I don't know if D* will ever have as many internationals as E*, but the D* Chineese package is pretty good and the spanish pak, Seleccion Especial, at $15/month compared to Dish Latino at $21 or 2 is a much much better value. To tell you the truth, I think DirecTV will be focusing more of it's bandwidth on HD. With the 3 new HD Nets coming, ESPN HD and Cinemax HD and only 14 TPs between 119 and 110, and 3 of them already being used for HD. 119 will get a spot beam next summer, so that will help clear the few dozen locals on and 119. But the spanish channels take up at least 2, maybe 3. Bandwidth is tight between those two slots between spanish, current HD and future HD you're looking at 11-12 out of the 14 transponders being used, provided D* keeps using current compression schemes and does 1HD channel/tp.


----------



## Guest (Dec 29, 2002)

Any chance NewsCorp DirecTV could acquire the remaining 61.5 licenses from Cablevision?

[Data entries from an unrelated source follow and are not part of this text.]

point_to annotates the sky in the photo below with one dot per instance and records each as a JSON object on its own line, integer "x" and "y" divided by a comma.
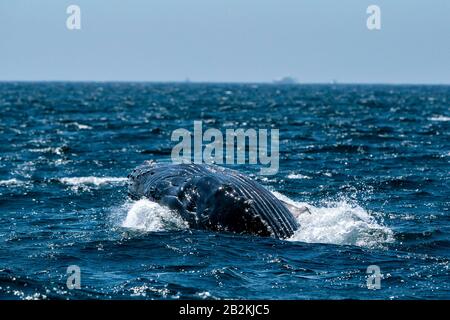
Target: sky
{"x": 314, "y": 41}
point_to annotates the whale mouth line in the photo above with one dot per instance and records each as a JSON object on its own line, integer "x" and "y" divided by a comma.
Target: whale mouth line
{"x": 336, "y": 222}
{"x": 215, "y": 198}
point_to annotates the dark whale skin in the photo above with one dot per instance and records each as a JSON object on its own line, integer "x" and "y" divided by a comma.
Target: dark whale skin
{"x": 213, "y": 198}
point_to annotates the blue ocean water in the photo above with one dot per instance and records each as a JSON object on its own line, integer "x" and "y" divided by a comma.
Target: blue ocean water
{"x": 371, "y": 163}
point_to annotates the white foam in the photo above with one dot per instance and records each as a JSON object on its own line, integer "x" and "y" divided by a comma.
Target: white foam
{"x": 145, "y": 215}
{"x": 96, "y": 181}
{"x": 339, "y": 222}
{"x": 439, "y": 118}
{"x": 297, "y": 176}
{"x": 11, "y": 182}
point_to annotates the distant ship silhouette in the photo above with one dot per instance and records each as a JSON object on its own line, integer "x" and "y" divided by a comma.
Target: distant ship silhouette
{"x": 286, "y": 80}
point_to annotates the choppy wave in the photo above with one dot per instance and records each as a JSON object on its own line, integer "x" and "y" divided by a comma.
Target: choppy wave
{"x": 96, "y": 181}
{"x": 439, "y": 118}
{"x": 11, "y": 182}
{"x": 339, "y": 222}
{"x": 145, "y": 215}
{"x": 297, "y": 176}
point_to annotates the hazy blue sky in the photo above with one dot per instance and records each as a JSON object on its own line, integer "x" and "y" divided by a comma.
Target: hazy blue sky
{"x": 226, "y": 40}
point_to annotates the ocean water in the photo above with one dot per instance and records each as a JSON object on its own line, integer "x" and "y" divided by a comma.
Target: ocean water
{"x": 370, "y": 162}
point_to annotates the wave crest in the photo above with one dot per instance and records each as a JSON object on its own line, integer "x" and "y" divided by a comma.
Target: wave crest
{"x": 145, "y": 215}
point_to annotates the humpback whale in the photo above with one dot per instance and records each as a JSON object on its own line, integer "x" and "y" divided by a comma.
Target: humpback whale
{"x": 214, "y": 198}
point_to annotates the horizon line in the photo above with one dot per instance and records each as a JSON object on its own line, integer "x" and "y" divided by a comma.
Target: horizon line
{"x": 273, "y": 82}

My idea: NewsCorp sells some FOX stations to Cablevision and agrees to keep affiliation for FOX and then Cablevision could sell the licenses to NewsCorp. Or some trade off.

Here is old link of what DirecTV used to offer:
link:http://web.archive.org/web/19970725092725/www.ussb.com/packageb.html

They used to offer DirecTV. I remember my Walmart had a DirecTV system hooked up. I would change it to the South Asian channel, and customers in the electronic dept would hear Hindi film songs. Then one day I went to Walmart the channel was no longer there and I inquired where did it go? If I only I could find out the reason why DTV dropped the channel. Maybe not enough subscribers, but then they had over 55 PPV channels, so I dont think capacity was such a big problem.

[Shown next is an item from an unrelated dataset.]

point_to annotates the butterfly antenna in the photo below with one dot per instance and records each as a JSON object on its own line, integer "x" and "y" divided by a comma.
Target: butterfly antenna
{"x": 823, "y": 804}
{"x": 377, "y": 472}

I'm glad SONY and B4U are not DirecTV only and Zee and SUN TV are not Dish only. This would be a bad scenario but would have been possible. On the other hand, its not good if Dish is the only provider. Globecast offers 1 South Asian channel now, but its not a known channel. I really want both DBS providers carrying all the major channels including the popular International channels that have considerable viewing in their home land. This way they are forced to compete in pricing and deals.


----------



## Guest (Dec 29, 2002)

The South Asian channel I'm referring was TV Asia.

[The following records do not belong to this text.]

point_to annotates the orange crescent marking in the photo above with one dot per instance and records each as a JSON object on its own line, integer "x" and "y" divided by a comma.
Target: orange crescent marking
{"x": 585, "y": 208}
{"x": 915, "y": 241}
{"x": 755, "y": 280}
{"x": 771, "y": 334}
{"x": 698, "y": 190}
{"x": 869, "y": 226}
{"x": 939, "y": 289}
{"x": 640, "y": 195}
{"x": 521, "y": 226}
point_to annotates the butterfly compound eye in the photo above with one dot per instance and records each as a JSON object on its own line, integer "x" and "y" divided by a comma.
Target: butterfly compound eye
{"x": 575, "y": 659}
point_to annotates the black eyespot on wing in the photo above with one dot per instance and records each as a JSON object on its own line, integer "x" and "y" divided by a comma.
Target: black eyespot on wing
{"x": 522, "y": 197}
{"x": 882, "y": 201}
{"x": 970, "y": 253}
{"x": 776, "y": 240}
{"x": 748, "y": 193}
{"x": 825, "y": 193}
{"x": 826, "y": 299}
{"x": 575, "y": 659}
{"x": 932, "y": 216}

If News acquires DirecTV, they could get the 61.5 licenses by trading off some TV stations. Maybe Cablevision could get WTTG 5 FOX in Washington with WDCA 20 and WUTB 24, plus WFXT 25 (Fox) in Boston for Cablevision/ RL 61.5 licenses. I dont know how much worth is it, but News DirecTV would want elbow room. 

Cablevision could make some nice revenue with FOX stations. FOX in general has more available syndicated time than does the big networks. I suppose Cablevision would want VHF FOX stations. I dont think FOX would sell any of its stations in the top 3 markets, but could in some of the other larger markets. FOX owns many of TV stations. Cox owns TV stations and is a cable company. Cox owns KTVU in San Francisco.


----------



## Mike123abc (Jul 19, 2002)

DirectTV probably came to realize that the number of viewers to these channels is very small. They probably made the decision to let Dish have them all since the market was too small to split. Dish does not value them enough either to put them on the main birds.

I would bet that LIL to a market is worth far more than a few international channels in revenue. DirectTV has come to this conclusion. Echostar with the wing satellites being served by their oldest and most outdated satellites (E1/2/3) essentially gets very low overhead, and something for satellites to broadcast rather than being turned off.


----------



## raj2001 (Nov 2, 2002)

The reason that DirecTV's Spanish programming simply cannot be beat is because of the significant investment DirecTV has from the Cisneros group (Galaxy Latin America).


----------



## BearsFan (Apr 22, 2002)

All I know is my poor 87-year-old grandmother, who specifically signed up for D* because of the Italian channels offered. 

Even though I don't speak a whole lot of that language, I'll admit it was nice to the 3 Italian channels that D* offered at the time.

I wish D* would bring them back...I'd consider subscribing if they did. I learned a lot of the language from that channel.

--BearsFan


----------



## rangers (Oct 11, 2002)

If Italian content is what you are interested in, take Dish Network and its RAI International. Also check out the upcoming TARBS package on Galaxy 10, which features so many Italian channels that you may not want to hear any more of the language. These are the channels:

Italian Network News, 
Marco Polo,
Leonardo,
Video Italia,
TV Moda, and
Telepace

Right now they are in the clear, that people with a KU dish and an MPEG2/FTA receiver can get them. Rumor is that they'll start subscription service in a couple months.


----------